The first principle of Personal Development that was outlined in an earlier post was “acknowledge, without judgement, things as they are.”
Although not in itself sufficient for PD, this is certainly a necessary pre-requisite mental attitude; a stance of genuine curiosity about (and a conceptual uncoupling from) things. It turns out that we are already in trouble when we assert that there such things as “things”, but until now we have had little choice because the English language tends to be steadfastly material in its assumptions of the world. The world of difference, however, is notable for being immaterial.
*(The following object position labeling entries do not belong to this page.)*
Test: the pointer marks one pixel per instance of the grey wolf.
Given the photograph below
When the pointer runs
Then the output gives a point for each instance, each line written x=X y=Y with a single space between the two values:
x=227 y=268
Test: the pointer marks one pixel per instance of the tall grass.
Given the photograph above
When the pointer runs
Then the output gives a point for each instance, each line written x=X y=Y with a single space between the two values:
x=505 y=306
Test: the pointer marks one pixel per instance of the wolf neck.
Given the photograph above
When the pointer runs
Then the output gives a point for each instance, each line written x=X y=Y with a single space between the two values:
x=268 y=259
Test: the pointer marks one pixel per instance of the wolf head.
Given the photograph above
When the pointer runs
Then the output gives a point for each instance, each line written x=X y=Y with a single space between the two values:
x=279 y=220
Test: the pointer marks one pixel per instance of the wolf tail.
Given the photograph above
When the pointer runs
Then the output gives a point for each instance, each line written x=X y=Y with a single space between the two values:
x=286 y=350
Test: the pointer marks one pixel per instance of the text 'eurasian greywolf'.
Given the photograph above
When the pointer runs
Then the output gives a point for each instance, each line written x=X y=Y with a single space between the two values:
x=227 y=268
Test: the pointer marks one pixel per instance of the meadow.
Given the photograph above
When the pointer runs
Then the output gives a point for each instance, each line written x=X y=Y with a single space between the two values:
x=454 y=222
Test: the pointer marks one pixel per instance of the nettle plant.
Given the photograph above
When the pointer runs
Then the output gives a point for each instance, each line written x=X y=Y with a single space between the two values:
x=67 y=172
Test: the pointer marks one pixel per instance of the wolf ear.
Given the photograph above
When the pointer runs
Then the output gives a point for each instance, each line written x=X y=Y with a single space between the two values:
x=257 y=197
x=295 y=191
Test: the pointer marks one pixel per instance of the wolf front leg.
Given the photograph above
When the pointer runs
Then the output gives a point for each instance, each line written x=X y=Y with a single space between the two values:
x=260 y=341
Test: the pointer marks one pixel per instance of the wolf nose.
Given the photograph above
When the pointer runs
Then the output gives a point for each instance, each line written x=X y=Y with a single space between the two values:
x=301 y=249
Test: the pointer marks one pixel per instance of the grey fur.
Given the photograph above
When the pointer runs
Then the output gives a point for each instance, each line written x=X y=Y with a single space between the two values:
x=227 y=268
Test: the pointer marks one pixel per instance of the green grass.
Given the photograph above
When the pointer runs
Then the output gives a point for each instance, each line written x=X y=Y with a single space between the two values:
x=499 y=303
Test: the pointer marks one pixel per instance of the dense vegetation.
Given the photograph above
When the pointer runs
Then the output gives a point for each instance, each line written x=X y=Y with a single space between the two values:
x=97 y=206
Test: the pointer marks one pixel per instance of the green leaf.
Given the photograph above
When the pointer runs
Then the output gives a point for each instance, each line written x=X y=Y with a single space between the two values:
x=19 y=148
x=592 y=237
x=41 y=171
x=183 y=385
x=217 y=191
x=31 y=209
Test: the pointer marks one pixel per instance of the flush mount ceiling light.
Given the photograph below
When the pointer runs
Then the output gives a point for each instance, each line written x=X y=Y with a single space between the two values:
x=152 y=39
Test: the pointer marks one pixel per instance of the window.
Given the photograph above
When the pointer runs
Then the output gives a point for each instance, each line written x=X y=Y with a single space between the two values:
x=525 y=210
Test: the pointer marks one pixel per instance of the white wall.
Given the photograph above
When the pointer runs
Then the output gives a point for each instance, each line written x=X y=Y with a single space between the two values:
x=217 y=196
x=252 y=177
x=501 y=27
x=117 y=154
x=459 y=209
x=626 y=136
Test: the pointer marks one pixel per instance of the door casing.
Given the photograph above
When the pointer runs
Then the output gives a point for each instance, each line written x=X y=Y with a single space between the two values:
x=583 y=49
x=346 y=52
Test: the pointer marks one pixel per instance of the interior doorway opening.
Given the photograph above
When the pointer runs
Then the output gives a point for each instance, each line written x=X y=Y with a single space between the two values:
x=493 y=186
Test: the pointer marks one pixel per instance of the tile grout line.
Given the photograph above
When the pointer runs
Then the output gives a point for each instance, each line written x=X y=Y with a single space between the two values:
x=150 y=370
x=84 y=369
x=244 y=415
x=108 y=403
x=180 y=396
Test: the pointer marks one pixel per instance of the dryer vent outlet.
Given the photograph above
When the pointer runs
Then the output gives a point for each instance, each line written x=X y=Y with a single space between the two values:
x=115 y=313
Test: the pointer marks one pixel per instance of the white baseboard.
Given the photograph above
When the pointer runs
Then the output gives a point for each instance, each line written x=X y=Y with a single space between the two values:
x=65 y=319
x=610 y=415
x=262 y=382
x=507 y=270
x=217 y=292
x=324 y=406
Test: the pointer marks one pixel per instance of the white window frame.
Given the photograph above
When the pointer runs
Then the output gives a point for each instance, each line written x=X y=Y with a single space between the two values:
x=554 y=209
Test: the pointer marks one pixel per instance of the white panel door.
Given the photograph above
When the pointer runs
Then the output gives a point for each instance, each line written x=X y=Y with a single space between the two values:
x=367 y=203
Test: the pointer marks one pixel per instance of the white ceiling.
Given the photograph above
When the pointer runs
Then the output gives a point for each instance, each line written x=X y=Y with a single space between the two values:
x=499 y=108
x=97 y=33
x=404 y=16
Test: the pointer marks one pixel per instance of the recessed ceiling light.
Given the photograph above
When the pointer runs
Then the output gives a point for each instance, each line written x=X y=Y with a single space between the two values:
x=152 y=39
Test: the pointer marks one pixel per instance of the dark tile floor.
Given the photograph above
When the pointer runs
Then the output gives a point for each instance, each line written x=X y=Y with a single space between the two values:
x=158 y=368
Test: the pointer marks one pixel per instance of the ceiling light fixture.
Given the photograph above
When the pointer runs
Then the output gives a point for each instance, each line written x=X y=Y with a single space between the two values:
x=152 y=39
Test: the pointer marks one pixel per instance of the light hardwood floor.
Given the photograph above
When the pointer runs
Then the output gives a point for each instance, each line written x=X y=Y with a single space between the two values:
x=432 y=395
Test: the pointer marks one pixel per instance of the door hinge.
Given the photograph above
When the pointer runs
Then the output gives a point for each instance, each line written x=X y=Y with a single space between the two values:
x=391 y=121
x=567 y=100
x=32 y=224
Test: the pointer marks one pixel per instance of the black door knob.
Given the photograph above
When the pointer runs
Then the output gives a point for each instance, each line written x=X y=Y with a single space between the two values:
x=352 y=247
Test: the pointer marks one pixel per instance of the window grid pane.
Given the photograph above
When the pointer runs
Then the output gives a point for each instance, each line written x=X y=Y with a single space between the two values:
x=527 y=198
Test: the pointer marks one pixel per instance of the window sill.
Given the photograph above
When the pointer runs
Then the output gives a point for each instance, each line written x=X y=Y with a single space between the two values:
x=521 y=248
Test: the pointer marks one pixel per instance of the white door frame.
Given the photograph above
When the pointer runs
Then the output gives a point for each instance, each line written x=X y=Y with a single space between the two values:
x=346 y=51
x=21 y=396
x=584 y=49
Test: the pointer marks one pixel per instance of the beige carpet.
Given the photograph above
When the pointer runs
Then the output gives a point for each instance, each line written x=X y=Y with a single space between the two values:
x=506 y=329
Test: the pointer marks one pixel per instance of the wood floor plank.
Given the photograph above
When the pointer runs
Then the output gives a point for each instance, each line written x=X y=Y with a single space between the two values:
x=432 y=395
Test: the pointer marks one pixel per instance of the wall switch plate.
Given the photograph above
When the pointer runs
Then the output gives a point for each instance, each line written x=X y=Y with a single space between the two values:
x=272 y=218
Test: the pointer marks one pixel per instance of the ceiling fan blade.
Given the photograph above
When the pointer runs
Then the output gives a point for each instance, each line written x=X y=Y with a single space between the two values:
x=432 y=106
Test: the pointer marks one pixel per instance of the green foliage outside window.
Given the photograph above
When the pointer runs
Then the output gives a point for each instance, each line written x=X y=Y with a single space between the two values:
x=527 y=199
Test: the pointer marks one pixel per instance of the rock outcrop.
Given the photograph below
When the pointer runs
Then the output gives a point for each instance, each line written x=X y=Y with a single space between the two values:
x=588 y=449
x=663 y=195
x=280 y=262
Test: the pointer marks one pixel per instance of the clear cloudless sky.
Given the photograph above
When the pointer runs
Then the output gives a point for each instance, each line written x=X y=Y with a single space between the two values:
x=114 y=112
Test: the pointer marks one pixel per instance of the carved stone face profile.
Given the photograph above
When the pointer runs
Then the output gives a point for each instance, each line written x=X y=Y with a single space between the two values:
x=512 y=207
So the second principle of Personal Development is an invitation to understand and then actively look for ‘difference’. This idea is perhaps the most elemental in Gregory Bateson’s relational view of the world and one that I have blogged about several times over the years. However, as a very brief resume, in a world of almost limitless potential bits of information which our senses detect, a difference is that bit of information that makes a difference. In other words it is an “elemental idea” whereby we become aware of the boundaries between one thing and another thing. In noting difference we must make some of sort comparison, but our comparison literally carries no weight, occupies no space, and is non-dimensional. A difference, in short, is a no-thing. Crucially, it is also not a property of any of the things we are comparing. Bateson went on to note that differences travel in recursive circuits of cause and effect in systems, and that they are transformed successively over time and are at the heart of what make living systems different, so to speak, from non-living ones.
But what does this have to do with PD and what does it mean in practice?
1. Without the relationship between ‘that which is’ and ‘that which is not’ it would be impossible to have any notion of “things as they are”, the first PD principle.
2. Meaning is achieved by the ever-present question “compared to what?” (a question that is almost always an implicit or unconscious one).
3. Every notion implies its opposite, its negation.
4. Development implies learning, learning implies change of one sort or another, and change implies some sort of novelty which would be impossible if the world were a closed system.
An example, perhaps. I recently found out that I have had a development paper accepted to a management conference in September. The paper’s purpose is just to stimulate discussion, in contribution to a given subject area (in this case ‘knowledge and learning’) and partly in order to give me some developmental feedback in peer review. The acceptance process involved some blind peer reviews, which I got to see. Two of the reviews were largely positive and quite supportive, but the third was a lot more critical. My first reaction was to accept the compliments and look for comforting support from their gentle suggestions for improvement. I dismissed the less complimentary review as being irrelevant, its author too far from my position to be of any use to me. On reflection it may be that the reviewer I didn’t agree with that will help me understand my own thinking for what it is as it exposes it to its antithesis. My job is first to note that this is the situation (acknowledge it) and note too how I feel about it, and then get curious about how such a different view clarifies my thinking. To to that, I’d need to understand that alternative argument.
In summary, in their daily working lives managers constantly (if unknowingly) make sense of what’s going on by embracing or ignoring the concept of difference and the world is an open system which operates according to an underlying pattern (or law?), regardless of our awareness of this being the case. Incidentally, because it is a property of the relationship between things and not of things themselves, the nature of “difference” is a very curious one to explore. In short, the difference between one thing and another is at a higher logical level than either of the things themselves. Bateson spent much of his life playing with the consequence of this, i.e. that ideas operate in a pattern, a hierarchy of logical levels which are immanent in social structures and systems.